Nearest centroid classification based on the 3 newly defined cohorts and common genes between > 2 pair-wise LIMMA comparisons (Table 6) achieved an estimated error rate of 4.5% (1/22), with incorrect prediction of the atypical SCPC training sample 56107 (although correct classification before LOOCV). On remaining non-training samples, 4/10 classified discordantly with diagnoses: the meta-9 outliers (57914, 57634) and 2/5 mixed adenocarcinomas (56321_A as atypical SCPC, 56104_A as prototypical SCPC; also under models derived after excluding their matched SCPC from training).
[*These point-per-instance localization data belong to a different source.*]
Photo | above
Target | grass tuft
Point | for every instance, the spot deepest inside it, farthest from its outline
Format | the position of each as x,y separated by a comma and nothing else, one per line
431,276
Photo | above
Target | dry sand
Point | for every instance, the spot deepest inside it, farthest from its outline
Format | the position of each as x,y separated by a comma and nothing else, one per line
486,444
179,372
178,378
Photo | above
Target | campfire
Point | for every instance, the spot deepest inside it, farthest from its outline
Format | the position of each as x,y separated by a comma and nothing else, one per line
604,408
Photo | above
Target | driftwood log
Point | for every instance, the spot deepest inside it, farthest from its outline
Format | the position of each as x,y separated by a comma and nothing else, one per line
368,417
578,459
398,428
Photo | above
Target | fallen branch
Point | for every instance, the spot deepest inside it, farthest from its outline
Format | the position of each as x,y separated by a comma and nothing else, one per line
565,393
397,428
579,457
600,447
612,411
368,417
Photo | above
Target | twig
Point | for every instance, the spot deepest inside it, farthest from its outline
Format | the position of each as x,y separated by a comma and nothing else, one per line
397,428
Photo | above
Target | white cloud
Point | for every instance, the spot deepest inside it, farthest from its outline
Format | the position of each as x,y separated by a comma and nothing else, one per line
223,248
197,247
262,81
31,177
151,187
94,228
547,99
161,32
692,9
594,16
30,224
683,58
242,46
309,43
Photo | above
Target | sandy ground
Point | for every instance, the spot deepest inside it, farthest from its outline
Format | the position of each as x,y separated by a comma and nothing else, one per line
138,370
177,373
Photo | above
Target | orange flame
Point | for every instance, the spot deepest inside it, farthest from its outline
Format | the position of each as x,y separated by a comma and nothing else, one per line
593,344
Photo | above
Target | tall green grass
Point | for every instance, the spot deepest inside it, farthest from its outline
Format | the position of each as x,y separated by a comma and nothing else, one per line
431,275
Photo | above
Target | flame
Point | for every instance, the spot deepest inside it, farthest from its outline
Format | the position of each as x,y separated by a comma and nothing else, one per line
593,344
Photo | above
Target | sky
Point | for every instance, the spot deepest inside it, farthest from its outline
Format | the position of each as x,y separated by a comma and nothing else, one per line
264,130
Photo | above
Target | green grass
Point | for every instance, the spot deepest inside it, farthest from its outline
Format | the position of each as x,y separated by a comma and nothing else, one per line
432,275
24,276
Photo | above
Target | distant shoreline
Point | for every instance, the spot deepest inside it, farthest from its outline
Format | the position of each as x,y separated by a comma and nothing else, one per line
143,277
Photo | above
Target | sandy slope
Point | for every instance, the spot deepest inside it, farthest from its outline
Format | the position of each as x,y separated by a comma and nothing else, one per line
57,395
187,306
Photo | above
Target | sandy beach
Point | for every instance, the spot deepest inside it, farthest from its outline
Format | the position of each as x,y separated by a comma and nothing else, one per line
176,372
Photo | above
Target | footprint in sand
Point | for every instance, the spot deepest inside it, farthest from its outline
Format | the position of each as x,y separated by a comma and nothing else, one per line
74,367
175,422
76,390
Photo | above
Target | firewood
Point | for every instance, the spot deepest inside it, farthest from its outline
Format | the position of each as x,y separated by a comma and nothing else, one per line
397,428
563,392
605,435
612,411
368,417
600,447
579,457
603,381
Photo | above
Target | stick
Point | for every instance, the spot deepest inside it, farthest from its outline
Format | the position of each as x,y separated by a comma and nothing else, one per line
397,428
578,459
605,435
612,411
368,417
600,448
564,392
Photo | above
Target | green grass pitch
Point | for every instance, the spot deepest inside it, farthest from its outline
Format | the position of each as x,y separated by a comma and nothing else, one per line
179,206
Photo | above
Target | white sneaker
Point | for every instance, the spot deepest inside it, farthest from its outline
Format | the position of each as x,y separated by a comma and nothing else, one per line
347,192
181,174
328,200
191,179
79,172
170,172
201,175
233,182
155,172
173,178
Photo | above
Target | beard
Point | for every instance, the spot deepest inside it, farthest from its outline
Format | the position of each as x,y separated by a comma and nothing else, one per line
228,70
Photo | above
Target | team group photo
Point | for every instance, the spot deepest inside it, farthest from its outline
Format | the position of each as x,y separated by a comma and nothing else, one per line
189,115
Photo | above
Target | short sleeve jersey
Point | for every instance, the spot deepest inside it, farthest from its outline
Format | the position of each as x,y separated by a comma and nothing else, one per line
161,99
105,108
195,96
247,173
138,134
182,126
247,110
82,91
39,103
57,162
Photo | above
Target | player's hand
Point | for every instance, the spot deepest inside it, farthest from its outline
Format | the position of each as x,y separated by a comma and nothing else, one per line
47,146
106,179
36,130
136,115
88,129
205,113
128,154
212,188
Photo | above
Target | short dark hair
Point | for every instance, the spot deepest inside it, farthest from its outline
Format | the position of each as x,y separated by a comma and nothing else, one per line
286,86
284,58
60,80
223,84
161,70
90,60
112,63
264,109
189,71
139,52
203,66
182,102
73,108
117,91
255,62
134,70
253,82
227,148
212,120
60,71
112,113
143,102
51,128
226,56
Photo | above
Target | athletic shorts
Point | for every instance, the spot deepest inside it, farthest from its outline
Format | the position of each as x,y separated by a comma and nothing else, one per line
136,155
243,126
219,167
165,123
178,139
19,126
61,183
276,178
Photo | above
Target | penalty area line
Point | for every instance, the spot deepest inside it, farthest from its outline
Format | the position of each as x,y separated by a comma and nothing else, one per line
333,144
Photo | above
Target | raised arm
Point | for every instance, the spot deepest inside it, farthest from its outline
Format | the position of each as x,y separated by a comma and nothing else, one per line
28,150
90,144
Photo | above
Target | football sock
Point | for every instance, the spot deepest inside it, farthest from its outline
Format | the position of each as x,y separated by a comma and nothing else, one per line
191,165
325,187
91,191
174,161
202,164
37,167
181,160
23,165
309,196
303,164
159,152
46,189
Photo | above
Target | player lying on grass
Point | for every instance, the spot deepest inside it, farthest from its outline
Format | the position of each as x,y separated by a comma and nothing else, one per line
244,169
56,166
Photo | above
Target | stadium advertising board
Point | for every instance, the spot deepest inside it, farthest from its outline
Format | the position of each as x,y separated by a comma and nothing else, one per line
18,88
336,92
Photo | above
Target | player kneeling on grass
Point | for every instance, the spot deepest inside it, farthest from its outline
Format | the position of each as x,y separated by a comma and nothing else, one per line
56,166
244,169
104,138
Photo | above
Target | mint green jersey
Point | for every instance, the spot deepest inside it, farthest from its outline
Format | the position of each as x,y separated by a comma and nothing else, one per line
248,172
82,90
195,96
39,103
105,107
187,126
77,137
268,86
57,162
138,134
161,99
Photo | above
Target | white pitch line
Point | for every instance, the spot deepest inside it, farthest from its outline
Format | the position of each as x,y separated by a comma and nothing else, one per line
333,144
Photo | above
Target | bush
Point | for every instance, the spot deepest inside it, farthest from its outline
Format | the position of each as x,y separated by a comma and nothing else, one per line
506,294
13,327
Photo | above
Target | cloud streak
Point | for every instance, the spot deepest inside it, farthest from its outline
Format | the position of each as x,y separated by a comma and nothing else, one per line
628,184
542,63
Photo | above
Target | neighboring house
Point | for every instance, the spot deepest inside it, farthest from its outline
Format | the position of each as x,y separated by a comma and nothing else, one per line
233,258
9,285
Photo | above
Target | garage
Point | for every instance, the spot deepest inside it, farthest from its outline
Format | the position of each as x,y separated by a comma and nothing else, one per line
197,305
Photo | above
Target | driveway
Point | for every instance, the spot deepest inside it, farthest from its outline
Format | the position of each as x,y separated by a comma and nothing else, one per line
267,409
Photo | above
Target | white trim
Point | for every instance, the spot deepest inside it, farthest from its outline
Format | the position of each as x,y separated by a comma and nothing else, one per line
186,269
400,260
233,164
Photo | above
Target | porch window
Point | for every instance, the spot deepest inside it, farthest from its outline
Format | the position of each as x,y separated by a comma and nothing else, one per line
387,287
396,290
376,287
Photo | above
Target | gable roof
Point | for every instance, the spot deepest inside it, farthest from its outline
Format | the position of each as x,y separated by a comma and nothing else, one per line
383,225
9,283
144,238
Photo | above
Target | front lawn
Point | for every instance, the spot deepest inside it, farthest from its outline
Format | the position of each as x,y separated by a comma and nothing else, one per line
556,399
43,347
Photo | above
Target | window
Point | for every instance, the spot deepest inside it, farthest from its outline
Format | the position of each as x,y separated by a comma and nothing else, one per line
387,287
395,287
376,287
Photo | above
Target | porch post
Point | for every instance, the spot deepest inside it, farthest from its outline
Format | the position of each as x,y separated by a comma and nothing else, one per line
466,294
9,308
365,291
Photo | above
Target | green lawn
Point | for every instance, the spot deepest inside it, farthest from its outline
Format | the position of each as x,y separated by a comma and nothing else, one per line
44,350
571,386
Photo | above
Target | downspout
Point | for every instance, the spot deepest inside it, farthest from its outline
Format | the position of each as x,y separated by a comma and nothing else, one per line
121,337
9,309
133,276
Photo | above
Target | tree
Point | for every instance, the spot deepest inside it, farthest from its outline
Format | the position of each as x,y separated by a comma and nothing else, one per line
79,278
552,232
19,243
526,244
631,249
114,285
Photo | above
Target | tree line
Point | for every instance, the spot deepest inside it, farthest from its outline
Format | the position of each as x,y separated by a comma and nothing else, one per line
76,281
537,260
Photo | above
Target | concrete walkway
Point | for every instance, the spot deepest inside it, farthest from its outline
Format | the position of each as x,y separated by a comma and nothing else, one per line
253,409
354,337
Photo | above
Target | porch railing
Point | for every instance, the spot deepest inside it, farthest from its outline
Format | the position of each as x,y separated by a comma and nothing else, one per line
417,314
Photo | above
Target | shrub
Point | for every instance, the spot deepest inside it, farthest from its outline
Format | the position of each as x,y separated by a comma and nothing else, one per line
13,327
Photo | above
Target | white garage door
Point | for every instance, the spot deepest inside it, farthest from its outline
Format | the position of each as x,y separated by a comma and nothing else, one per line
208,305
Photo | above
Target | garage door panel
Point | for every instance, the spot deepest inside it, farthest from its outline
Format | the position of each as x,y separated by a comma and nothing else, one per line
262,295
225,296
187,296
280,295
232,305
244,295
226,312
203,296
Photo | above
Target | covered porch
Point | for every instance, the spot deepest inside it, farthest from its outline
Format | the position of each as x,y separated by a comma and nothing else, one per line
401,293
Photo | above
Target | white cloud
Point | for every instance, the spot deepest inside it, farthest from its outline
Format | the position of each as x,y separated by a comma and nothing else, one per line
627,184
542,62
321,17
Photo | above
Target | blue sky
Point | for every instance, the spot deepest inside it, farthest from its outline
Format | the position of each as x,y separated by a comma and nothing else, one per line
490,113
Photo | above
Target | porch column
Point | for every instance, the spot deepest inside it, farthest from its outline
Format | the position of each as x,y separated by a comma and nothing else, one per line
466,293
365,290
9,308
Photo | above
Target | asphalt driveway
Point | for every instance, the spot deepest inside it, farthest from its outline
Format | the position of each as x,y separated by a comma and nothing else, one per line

Behavior of mixed adenocarcinomas, especially considering biopsies, may thus potentially be prognostic of an underlying undetected SCPC component in a subset of cases presumably enriched for mixed tumors with shared clonal driver alterations. On the other hand, 56104_A may have contained an admixed population of SCPC cells as discussed earlier, and if so, it is possible its true adenocarcinoma component might no longer be prognostic.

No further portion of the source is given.